By the time the student checks the scene for additional instruction, he/she should be in the position to absorb any new information from other teachers and easily adapt it to the acquired knowledge. At this stage, no new information shall destroy the basic technique of walking, balance or good posture. A student’s natural common sense will arise as new Tango experiences open the mind’s windows to different perspectives. Many figures will be taught. They will all be pretty and attractive for the simple reason that they were put together by those who had the patience and stamina to acquire the know-how. In fact, the goal of any teacher should be to take the student to that place where they too would be able to create their own figures and combinations.

On the other hand, improper technique will - little by little - put the student in the league of mediocre dancers, confiscating the ability to comprehend figures or moves, let alone creating or inventing them. Tango’s beauty of flow resides in the clear understanding of the basic geometry of the dance. This geometry is part and parcel of the basic technique of the foundation. To learn properly is to give oneself the life-long fun of dancing Tango. The Tango Masters always state that “each Tango dance is different”. It is true. But it is only true if one has entered the league of the kind of dancers who are capable of invention and innovation.
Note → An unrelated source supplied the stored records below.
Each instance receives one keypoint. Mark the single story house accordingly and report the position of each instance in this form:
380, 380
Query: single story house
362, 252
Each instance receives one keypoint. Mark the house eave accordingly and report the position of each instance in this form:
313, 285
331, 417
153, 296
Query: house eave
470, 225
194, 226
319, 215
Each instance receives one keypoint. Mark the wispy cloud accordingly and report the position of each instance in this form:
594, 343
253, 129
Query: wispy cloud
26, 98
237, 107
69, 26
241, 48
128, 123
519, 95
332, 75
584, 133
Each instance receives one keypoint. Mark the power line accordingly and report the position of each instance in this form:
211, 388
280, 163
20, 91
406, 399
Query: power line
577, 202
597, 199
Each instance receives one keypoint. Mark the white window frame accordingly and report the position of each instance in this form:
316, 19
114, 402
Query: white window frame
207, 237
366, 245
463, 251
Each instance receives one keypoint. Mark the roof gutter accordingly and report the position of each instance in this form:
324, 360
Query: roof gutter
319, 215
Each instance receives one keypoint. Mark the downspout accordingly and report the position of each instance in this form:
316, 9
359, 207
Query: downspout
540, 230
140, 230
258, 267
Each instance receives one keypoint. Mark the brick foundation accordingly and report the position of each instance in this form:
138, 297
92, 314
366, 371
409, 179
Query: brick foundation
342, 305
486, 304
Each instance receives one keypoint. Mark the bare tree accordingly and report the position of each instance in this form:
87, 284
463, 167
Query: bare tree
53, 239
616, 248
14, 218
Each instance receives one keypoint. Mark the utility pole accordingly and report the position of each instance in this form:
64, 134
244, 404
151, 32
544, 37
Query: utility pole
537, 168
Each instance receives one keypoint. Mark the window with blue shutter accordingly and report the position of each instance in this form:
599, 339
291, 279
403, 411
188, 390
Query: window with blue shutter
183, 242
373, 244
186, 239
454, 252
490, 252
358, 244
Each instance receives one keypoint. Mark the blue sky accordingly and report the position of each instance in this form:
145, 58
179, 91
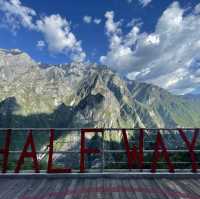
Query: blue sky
154, 41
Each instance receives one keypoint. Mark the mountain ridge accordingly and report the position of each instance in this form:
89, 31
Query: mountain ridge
85, 95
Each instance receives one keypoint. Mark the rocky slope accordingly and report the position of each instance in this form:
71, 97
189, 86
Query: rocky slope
84, 95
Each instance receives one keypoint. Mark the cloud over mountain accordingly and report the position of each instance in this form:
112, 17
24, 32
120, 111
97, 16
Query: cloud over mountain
169, 56
55, 29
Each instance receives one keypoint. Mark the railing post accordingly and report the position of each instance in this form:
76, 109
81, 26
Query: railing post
102, 148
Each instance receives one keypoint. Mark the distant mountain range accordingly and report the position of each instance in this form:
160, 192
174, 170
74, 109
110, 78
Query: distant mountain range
84, 95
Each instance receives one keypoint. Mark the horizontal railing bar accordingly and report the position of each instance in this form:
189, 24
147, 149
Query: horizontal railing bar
110, 151
106, 129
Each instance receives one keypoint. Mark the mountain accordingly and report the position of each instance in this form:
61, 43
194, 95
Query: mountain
84, 95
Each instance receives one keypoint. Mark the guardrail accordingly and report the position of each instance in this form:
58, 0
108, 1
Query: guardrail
66, 150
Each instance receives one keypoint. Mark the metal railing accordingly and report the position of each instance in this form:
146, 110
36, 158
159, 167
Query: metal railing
181, 148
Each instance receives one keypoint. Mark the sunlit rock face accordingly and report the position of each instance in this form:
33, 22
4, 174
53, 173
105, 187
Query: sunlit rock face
84, 95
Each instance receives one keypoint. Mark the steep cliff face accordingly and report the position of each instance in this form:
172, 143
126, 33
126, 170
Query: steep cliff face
84, 95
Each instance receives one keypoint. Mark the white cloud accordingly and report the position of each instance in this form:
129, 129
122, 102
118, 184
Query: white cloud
142, 2
166, 57
40, 44
58, 35
197, 9
87, 19
55, 29
16, 14
145, 2
97, 21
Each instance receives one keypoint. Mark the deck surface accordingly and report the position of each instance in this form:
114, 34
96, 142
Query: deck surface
99, 188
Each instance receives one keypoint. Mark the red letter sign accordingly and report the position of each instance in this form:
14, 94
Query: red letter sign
84, 150
5, 151
190, 146
50, 161
26, 154
161, 145
134, 155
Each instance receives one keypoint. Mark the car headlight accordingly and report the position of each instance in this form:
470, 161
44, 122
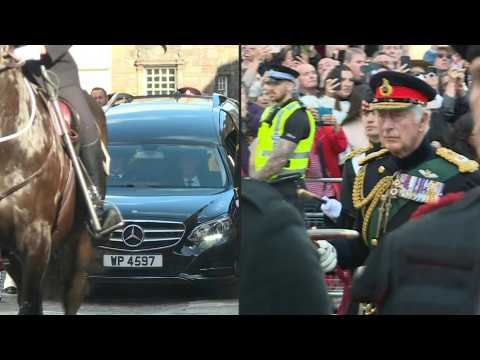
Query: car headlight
211, 231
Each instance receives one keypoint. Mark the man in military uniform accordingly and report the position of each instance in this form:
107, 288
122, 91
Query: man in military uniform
279, 265
343, 212
431, 265
393, 182
285, 137
57, 59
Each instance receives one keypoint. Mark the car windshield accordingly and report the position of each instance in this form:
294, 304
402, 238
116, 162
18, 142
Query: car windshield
166, 166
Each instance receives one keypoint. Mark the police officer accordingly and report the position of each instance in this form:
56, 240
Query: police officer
393, 182
57, 59
285, 137
279, 269
431, 265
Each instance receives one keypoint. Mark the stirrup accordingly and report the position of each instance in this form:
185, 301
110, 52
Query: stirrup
111, 221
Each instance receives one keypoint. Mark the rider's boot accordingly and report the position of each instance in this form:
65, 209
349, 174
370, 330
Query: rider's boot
92, 158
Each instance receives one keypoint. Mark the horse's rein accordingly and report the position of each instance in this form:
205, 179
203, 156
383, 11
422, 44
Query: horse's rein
11, 65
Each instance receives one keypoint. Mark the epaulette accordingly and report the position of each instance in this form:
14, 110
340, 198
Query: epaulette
372, 156
356, 152
463, 163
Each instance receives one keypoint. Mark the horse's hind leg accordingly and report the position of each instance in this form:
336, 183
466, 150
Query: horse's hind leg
36, 257
14, 269
76, 289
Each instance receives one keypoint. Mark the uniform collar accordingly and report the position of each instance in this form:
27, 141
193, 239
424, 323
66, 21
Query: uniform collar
422, 153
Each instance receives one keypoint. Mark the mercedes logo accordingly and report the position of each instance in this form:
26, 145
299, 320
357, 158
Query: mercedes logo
133, 235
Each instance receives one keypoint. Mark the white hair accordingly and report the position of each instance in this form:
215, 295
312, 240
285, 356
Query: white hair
419, 111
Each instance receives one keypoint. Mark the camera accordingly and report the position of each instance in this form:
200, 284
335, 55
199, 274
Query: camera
296, 51
405, 60
341, 56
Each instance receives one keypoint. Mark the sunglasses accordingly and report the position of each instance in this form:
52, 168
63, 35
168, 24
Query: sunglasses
441, 56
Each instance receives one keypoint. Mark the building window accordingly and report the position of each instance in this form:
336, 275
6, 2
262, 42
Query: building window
222, 85
161, 80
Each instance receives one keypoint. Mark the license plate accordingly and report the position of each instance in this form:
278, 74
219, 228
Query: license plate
134, 261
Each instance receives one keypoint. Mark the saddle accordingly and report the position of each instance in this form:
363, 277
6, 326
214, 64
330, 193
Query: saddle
69, 114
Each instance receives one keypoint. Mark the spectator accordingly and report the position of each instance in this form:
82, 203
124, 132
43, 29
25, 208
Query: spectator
345, 104
382, 58
324, 66
329, 142
443, 58
100, 96
332, 50
462, 138
455, 102
355, 58
307, 81
254, 57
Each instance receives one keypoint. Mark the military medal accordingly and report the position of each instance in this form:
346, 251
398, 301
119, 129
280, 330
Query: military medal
419, 189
Good dancers will always have a specific touch or note that makes them look different. However, they will all share something in common: Good posture, balance and elegance. These are the fruits of their diligent learning from a strong foundation right when they started. It is a painful experience to go back and unlearn or undo bad habits. I have seen it in other people’s misfortune. I was lucky to find good instruction from the start. Later on, learning from a variety of teachers just made my personal sailing a continuous pleasure. This is my wish for every student embarking on Tango’s fantastic journey. May your Tango embrace come from the place of gathering.